In order to workaound a directfb bug, tweak the reflect->repeat pattern so
that it covers the destination rectangle. Although the number of paint()
increases, the number of read/written pixels remain the same so that
performance should not deteriorate, but instead be improved by using a
cloned source. The early return of the REFLECT surface is discarded so
that the latter optimisations for surface sources can be applied. One side
effect of this is that acquire_source_image() is removed due to its lax
reference counting which thereby exposes the ROI optimisations for image
destinations as well.
Avoid allocating a default source pattern by using the static black pattern
object. The one complication is that we need to ensure that the static
pattern does leak to the application, so we replace it with an allocated
solid pattern within _cairo_gstate_get_source().

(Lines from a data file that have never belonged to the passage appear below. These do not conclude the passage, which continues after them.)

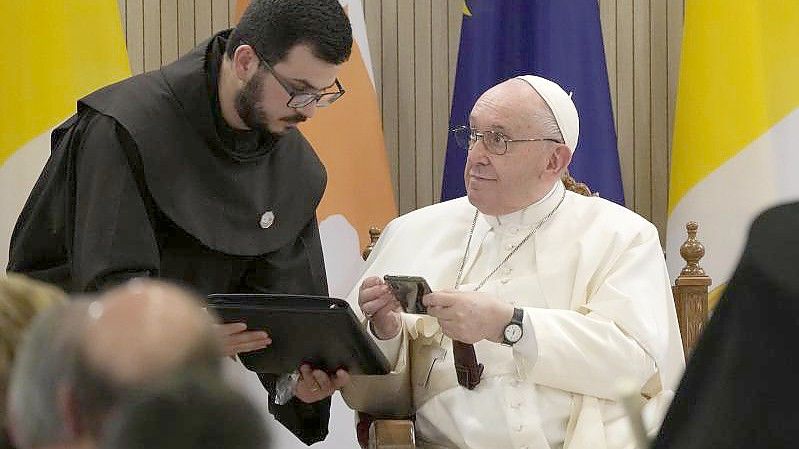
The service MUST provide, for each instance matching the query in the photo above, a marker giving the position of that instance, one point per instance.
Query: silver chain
(511, 253)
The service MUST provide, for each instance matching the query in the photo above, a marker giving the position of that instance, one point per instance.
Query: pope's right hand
(380, 307)
(236, 338)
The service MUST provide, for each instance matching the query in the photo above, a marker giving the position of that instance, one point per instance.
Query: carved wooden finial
(374, 234)
(691, 251)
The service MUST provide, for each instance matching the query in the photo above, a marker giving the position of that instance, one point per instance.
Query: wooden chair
(690, 293)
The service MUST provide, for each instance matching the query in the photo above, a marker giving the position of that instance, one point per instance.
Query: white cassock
(597, 308)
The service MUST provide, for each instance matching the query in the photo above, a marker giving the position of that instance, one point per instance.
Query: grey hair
(44, 363)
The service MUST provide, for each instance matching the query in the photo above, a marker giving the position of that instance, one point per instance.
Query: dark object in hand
(409, 291)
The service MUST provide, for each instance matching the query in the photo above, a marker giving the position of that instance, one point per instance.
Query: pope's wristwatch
(513, 331)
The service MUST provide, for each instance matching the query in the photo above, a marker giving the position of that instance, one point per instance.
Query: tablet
(320, 331)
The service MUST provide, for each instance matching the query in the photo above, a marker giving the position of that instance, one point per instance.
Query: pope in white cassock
(562, 295)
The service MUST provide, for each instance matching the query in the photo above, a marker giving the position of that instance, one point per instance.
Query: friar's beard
(248, 108)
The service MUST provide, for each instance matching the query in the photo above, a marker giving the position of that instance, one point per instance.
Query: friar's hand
(315, 385)
(380, 307)
(469, 316)
(236, 338)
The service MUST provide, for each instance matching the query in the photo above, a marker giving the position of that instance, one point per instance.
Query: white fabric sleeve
(525, 351)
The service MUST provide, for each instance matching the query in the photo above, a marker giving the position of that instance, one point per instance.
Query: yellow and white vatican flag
(348, 137)
(736, 132)
(55, 52)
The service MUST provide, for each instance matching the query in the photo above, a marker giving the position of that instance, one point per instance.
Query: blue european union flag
(556, 39)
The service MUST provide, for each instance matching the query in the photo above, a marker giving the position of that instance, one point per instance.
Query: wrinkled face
(261, 103)
(498, 185)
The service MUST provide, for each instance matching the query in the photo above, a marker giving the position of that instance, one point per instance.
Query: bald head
(144, 329)
(501, 183)
(136, 334)
(516, 105)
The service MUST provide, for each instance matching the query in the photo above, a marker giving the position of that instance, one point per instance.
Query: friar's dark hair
(273, 27)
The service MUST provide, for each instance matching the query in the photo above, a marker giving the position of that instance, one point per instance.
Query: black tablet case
(320, 331)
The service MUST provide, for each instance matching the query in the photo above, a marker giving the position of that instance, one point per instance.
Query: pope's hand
(380, 307)
(469, 316)
(315, 385)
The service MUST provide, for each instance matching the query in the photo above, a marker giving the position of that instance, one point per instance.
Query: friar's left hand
(315, 385)
(469, 316)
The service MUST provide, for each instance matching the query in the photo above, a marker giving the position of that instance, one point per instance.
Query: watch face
(513, 333)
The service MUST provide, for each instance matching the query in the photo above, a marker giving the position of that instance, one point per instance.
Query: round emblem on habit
(267, 219)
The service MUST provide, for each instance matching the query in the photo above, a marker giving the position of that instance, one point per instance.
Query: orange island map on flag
(56, 52)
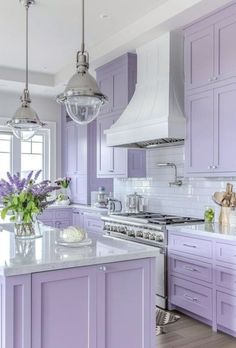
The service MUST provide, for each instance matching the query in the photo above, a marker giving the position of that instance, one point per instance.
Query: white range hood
(155, 115)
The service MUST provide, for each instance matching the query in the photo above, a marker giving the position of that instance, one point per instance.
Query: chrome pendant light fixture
(25, 122)
(82, 96)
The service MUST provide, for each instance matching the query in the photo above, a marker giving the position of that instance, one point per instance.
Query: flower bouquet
(23, 200)
(63, 197)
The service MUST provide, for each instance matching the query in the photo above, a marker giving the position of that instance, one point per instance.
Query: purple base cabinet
(99, 306)
(202, 279)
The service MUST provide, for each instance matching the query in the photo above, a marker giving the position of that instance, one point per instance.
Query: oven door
(161, 278)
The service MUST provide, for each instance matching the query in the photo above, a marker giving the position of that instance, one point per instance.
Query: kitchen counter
(43, 254)
(214, 230)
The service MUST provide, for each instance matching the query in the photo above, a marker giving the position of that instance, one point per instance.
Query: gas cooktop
(156, 218)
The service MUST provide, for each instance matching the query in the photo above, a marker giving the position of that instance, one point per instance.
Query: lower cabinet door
(64, 308)
(226, 310)
(124, 306)
(193, 297)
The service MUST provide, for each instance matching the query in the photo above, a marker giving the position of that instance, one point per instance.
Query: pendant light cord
(27, 49)
(82, 44)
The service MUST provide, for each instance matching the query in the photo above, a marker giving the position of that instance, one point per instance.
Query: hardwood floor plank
(189, 333)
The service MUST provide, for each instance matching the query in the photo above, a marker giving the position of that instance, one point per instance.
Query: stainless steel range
(152, 229)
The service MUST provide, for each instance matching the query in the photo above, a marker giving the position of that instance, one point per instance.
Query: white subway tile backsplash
(190, 199)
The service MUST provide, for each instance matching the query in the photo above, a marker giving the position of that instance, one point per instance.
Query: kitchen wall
(190, 199)
(48, 110)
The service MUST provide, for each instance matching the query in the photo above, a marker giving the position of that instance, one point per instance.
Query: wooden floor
(188, 333)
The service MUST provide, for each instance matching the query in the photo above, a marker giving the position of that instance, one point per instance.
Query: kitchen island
(98, 296)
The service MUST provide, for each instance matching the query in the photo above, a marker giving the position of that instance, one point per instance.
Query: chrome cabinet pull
(189, 246)
(103, 268)
(191, 269)
(193, 299)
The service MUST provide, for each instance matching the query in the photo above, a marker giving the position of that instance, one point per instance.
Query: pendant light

Only copy the pattern if we need to modify it, e.g. preserve a copy in a
snapshot or a soft-mask, or to modify the matrix. Otherwise we can
continue to use the original pattern and mark it as const in order to
generate compiler warnings if we do attempt to write to it.
Adrian Johnson discovered cases where we mistakenly compared the result
of unsigned arithmetic where we need signed quantities. Look for similar
cases in the users of cairo_rectangle_int_t.
As is so often the case, reading the commit log gives you fresh insight in
the problem - often called confessional debugging...
We can simplify the problem by ignoring attr->[xy]_offset, for the time
being, and focus on computing the correct matrix. This is comparatively
simple as all we need to do is perform the appropriate rounding on the
translation vector.
A complication I realised after pushing 3eb4bc3 was handling larger
sampled areas. Extending the test case revealed that the optimization
was broken for anything but the identity transform (after removing the
translation). Correctness first, leaving the "pixel-exact" solution for
interested reader...
As identified in bug 15479,
Unpredictable performance of cairo-xlib with non-integer translations of a
source surface pattern
(https://bugs.freedesktop.org/show_bug.cgi?id=15479),
source surfaces with a fractional translation hit slow paths for some
drivers, causing seemingly random performance variations. As a work-around
Owen Taylor proposed that cairo could convert non-integer translations on
NEAREST sources patterns to their integer equivalents.
The messy detail involved here is replicating the rounding mode used by
pixman for the sample offset, but otherwise the conversion is fairly
trivial.
As proof-of-principle, compute a scale factor to avoid overflow when
converting a linear pattern to pixman_fixed_t. Fixes test/huge-pattern,
but the principle should be extended to handle more cases of overflow.